In Test Example 2, the efficacy of the Bifidobacterium bacterium against the mother of the child was investigated with respect to the respiratory disease of the child caused by the ILC2.

In the same manner as in Test Example 1, normal pregnant female mice were divided into the following groups: a group in which Bifidobacterium bacteria M-16V (NITE BP-02622) was ingested, and a control group not ingested; Exposure by aerosol of ROFA infusion.

The young mice born to the aforementioned pregnant female mice were intranasally administered with 0.25 μg (BioLegend) on the 26th, 27th, and 28th day after birth. The young mice were bred on the 30th day of birth after being reared by the mother's breast milk nutrition.

The ratio of ILC2 in lung tissue activated by IL-33 was measured by flow cytometry. The measurement method was the same as the method described in Test Example 1.

As a result of the measurement, the ratio of ILC2 in the Lin-CD45+ cells in the control group and the ingestion group is shown in Table 5 below. The ratio of ILC2 was significantly reduced in the ingested group compared to the control group.

[table 5]
* Significant difference (P<0.05)

From the above results, it was confirmed that the parent acquired the Bifidobacterium bacterium during pregnancy and/or lactation, and it was possible to suppress the respiratory disease caused by the larvae of the child through the ILC2.

As shown in Test Example 2, the increase in ILC2 when the child was intranasally administered IL-33 was inhibited by the parent's intake of the Bifidobacterium bacteria during pregnancy and/or lactation. Therefore, by this ingestion, respiratory disease caused by permeation of ILC2 can be suppressed.

no.

Fig. 1 is a graph showing the average value of the proportion of eosinophils in white blood cells in the bronchopulmonary cell washing solution of the no treatment group, the control group, and the ingestion group.

Figure 2 is a graph showing the mucin scores of the control group and the ingested group.

Figure 3 is a graph showing the ratio of ILC2 in Lin-CD45+ cells of the control group and the ingested group.

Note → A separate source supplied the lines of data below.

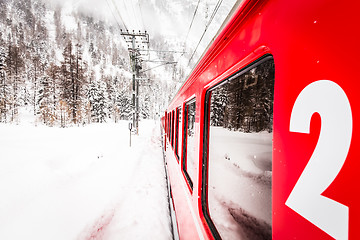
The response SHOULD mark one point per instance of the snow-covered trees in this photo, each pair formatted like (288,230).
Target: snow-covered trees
(66,74)
(245,103)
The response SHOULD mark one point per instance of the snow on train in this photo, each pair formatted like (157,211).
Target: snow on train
(262,139)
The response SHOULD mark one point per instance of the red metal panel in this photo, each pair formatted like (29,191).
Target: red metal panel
(310,41)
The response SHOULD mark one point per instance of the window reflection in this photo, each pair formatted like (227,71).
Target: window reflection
(189,166)
(240,154)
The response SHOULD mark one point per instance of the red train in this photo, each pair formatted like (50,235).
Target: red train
(261,140)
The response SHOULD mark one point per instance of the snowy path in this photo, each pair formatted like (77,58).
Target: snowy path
(82,183)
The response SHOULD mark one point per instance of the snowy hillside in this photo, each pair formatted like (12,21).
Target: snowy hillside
(82,183)
(66,62)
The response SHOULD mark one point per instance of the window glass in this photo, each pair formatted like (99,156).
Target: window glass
(240,154)
(189,157)
(178,121)
(173,129)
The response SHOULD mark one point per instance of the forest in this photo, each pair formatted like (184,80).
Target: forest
(66,68)
(244,102)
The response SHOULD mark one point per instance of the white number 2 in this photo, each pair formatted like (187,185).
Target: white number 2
(330,101)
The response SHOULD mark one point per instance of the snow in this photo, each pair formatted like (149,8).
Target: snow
(244,159)
(82,183)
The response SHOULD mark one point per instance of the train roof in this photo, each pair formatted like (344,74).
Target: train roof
(237,6)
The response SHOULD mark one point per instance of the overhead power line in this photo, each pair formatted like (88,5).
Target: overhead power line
(141,15)
(117,22)
(117,10)
(192,20)
(206,27)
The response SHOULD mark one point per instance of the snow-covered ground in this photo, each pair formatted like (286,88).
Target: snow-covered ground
(82,183)
(240,176)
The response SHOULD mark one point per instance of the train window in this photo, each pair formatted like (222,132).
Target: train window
(189,142)
(238,169)
(178,121)
(169,125)
(173,128)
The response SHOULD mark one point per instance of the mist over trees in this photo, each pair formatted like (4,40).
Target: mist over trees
(66,68)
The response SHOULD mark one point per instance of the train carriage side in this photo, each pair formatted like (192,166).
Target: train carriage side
(262,136)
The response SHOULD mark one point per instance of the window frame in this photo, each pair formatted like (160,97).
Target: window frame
(173,128)
(205,150)
(178,113)
(184,144)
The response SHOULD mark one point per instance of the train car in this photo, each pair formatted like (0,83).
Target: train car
(261,140)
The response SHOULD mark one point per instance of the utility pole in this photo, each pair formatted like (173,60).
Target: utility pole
(134,52)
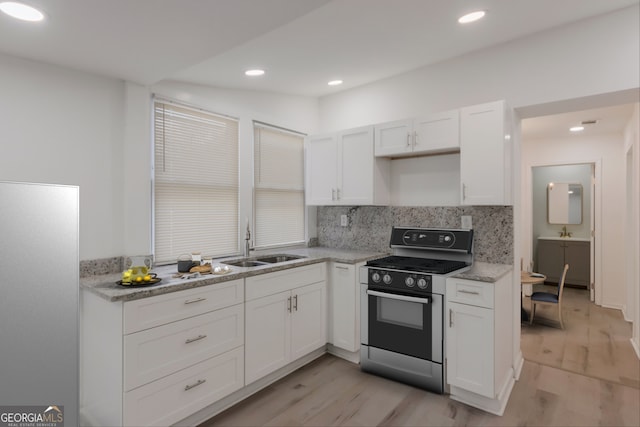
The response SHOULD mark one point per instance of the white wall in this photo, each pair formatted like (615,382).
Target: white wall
(66,127)
(632,224)
(591,57)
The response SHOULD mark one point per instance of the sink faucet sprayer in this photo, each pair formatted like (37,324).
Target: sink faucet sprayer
(247,239)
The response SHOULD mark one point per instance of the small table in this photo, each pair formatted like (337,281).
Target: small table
(527,279)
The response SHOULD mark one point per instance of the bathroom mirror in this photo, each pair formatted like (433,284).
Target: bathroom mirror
(564,203)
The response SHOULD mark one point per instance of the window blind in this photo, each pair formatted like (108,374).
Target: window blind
(195,182)
(278,187)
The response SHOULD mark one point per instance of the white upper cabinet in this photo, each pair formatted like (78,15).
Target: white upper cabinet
(485,155)
(342,170)
(431,134)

Japan; the authorized microbial deposit center for product evaluation technology of the independent administrative agency (postal code: 292-0818, address: 122, 2-5-8 Kazusa Kamatari Kisarazu-shi, Chiba JAPAN); January 26, 2018; NITE BP -02622.

Claims (9)

A composition for preventing or slowing respiratory diseases, which comprises Bifidobacterium bacteria as an active ingredient; The composition is administered to a mother during pregnancy and/or lactation and is used to prevent or slow the respiratory disease of an infant born to the mother. The respiratory disease prevention or alleviation composition according to claim 1, wherein the respiratory disease is a respiratory disease caused by a type 2 congenital lymphocyte. The respiratory disease prevention or mitigation composition according to claim 1 or 2, wherein the disease is caused or worsened due to the presence of the mother in an air polluted environment. The respiratory disease prevention or alleviation composition according to claim 1 or 2, wherein the respiratory disease is asthma. The respiratory disease prevention or alleviation composition according to claim 1 or 2, wherein the respiratory disease is steroid-resistant asthma. The respiratory disease prevention or alleviation composition according to claim 1 or 2, wherein the Bifidobacterium bacterium is Bifidobacterium breve. The respiratory disease prevention or alleviation composition according to claim 1 or 2, wherein the Bifidobacterium bacterium is Bifidobacterium breve M-16V (NITE BP-02622). The respiratory disease prevention or alleviation composition according to claim 1 or 2, wherein the composition is a drink or a food composition. The respiratory disease prevention or alleviation composition according to claim 1 or 2, wherein the composition is a pharmaceutical composition.